For Henry’s fourth birthday, Father booked us a week in a Blackpool boarding house. Although October was late for a coastal holiday, we could catch the famous illuminations, with six miles of coloured tableaux comprised of electric light. Father was unusually jolly, laughing on the rides at the Pleasure Beach and rolling up his trousers to paddle in the sea. None of us wanted to come home again. The boy was in tears as he clambered into the car.
I brought back two souvenirs: one to hold in my hands, the other in my heart. A photographer snapped us on the promenade and, when we viewed the prints at his studio the next day, Father bought two copies, despite the tower sprouting from Henry’s head. He didn’t say as much, but I imagined he wanted me to have an amusing memento of our threesome when I eventually left The Willows.
My second souvenir went by the name Reginald Morgan. I wouldn’t have met him if I hadn’t paired up with a girl from the guesthouse. Iris, paid companion to a crotchety aunt in an antique bath chair, was more constrained than I, but more adept at escaping her shackles. Even without the romantic element she enabled, I’d have been delighted to make the connection. She made me realise how much I had missed having a friend.
When I mentioned I liked dancing, Iris suggested a trip to the Tower Ballroom. She didn’t have to take the gentleman’s part for long. We’d barely stepped onto the floor when I felt a tap on my back.
As a dancer, Reginald was Walter’s equal, and his superior in teeth and hair.
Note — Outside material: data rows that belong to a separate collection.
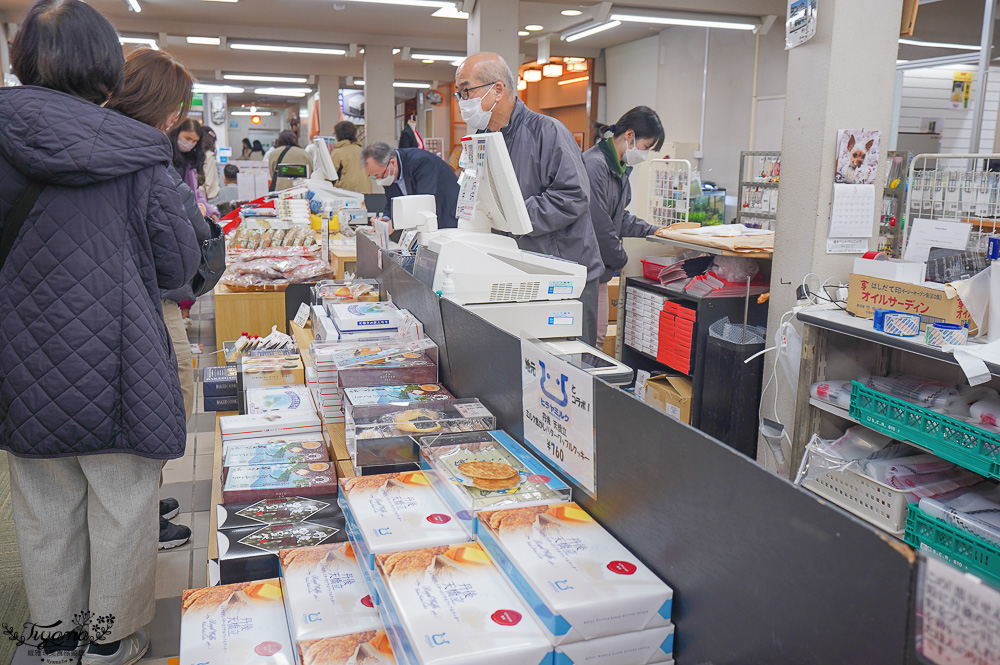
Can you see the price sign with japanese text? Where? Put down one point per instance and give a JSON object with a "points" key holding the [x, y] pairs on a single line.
{"points": [[558, 401], [958, 616]]}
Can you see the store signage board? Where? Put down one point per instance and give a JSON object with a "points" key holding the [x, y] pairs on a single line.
{"points": [[958, 616], [558, 403]]}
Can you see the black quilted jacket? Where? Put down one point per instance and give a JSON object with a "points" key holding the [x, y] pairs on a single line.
{"points": [[86, 365]]}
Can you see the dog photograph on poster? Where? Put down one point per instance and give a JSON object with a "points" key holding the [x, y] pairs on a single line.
{"points": [[857, 156]]}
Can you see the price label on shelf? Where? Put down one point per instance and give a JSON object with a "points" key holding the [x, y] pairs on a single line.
{"points": [[558, 402], [958, 616]]}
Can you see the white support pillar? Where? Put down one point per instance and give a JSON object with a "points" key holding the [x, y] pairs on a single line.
{"points": [[493, 26], [380, 96], [843, 78]]}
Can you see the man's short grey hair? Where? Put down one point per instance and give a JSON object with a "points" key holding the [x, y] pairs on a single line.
{"points": [[497, 70], [380, 151]]}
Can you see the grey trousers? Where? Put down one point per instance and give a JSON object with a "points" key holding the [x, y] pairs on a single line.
{"points": [[87, 529]]}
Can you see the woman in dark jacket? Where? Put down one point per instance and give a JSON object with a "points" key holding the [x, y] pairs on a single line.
{"points": [[90, 402]]}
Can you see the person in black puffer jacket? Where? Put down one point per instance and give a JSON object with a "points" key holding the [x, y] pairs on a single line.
{"points": [[90, 402]]}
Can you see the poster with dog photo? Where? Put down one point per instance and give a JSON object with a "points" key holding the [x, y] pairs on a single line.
{"points": [[857, 156]]}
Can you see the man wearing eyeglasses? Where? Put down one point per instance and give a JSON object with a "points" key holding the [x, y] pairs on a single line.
{"points": [[549, 168], [408, 171]]}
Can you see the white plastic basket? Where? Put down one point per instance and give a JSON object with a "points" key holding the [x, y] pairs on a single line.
{"points": [[878, 504]]}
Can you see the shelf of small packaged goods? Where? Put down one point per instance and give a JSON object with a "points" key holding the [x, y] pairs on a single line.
{"points": [[957, 540]]}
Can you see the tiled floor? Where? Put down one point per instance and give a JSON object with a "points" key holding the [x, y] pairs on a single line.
{"points": [[188, 480]]}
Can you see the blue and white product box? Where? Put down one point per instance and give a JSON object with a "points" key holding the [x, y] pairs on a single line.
{"points": [[653, 645], [581, 583], [365, 316], [325, 593], [220, 381]]}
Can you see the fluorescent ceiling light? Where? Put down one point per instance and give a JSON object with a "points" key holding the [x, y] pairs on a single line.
{"points": [[678, 20], [450, 12], [601, 27], [266, 78], [283, 92], [962, 47], [210, 87], [287, 48], [142, 41]]}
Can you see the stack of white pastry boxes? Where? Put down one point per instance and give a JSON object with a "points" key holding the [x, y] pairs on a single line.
{"points": [[642, 323]]}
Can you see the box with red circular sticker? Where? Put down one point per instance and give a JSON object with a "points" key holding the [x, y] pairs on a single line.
{"points": [[235, 623], [450, 604], [325, 592], [581, 583]]}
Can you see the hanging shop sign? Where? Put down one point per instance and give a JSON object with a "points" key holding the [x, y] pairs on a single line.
{"points": [[558, 402]]}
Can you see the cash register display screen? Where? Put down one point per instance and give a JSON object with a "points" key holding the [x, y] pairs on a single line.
{"points": [[586, 361]]}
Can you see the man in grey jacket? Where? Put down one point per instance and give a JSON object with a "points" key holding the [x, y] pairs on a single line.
{"points": [[549, 168]]}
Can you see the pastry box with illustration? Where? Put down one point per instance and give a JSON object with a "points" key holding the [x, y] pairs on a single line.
{"points": [[398, 511], [580, 581], [325, 592], [455, 606], [235, 624]]}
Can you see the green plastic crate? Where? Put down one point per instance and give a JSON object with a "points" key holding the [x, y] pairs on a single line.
{"points": [[953, 543], [948, 438]]}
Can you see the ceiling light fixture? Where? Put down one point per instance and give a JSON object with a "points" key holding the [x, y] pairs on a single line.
{"points": [[962, 47], [588, 30], [693, 20], [148, 42], [266, 78], [287, 48], [213, 87]]}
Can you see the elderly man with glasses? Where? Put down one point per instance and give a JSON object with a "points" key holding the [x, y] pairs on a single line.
{"points": [[549, 168]]}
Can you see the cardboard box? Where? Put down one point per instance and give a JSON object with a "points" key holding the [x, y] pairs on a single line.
{"points": [[286, 510], [866, 294], [671, 394], [325, 593], [274, 481], [596, 588], [251, 553], [455, 607], [398, 511], [654, 645], [237, 623], [613, 288], [368, 648]]}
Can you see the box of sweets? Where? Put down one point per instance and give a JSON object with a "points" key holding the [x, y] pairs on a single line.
{"points": [[325, 593], [398, 511], [454, 606], [251, 553], [580, 582], [368, 648], [235, 623], [279, 398], [277, 424], [322, 509], [413, 392], [365, 316], [653, 645], [274, 481]]}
And in the music of his accent: a lilting Welsh where Walter’s Cumbrian scraped the ears like a truculent violin.
I didn’t get to confer with Iris until we caught the tram to South Shore. Fortunately she was as pleased with her partner as I was with Reginald. Twice we left Father playing cards with the aunt and, armed with buckets and spades, took Henry to the beach. The boy didn’t grumble when two fine fellows chanced to picnic beside us; not when they feigned more interest in him than in us girls.
We also wheedled another two evenings at the ballroom, Reginald’s appeal mounting with every dance. I’d planned to let him kiss me on our last night. Fondle my breast, although only through my blouse.
Then Father announced, over high tea of tripe and onions, he was also coming. “You’d enjoy that, wouldn’t you, Henry. Your sister gliding across the dance floor. The ornate ceiling. The band.”
“It’s awfully late for him. He’ll be cranky on the drive home.”
“He’ll sleep on the backseat, won’t you, son?” Mr Windsor actually winked. “It’s not a proper holiday until you bend the rules.”
I found myself smirking as the landlady set down a plate of bread and butter. Seaview Lodge was girded with rules.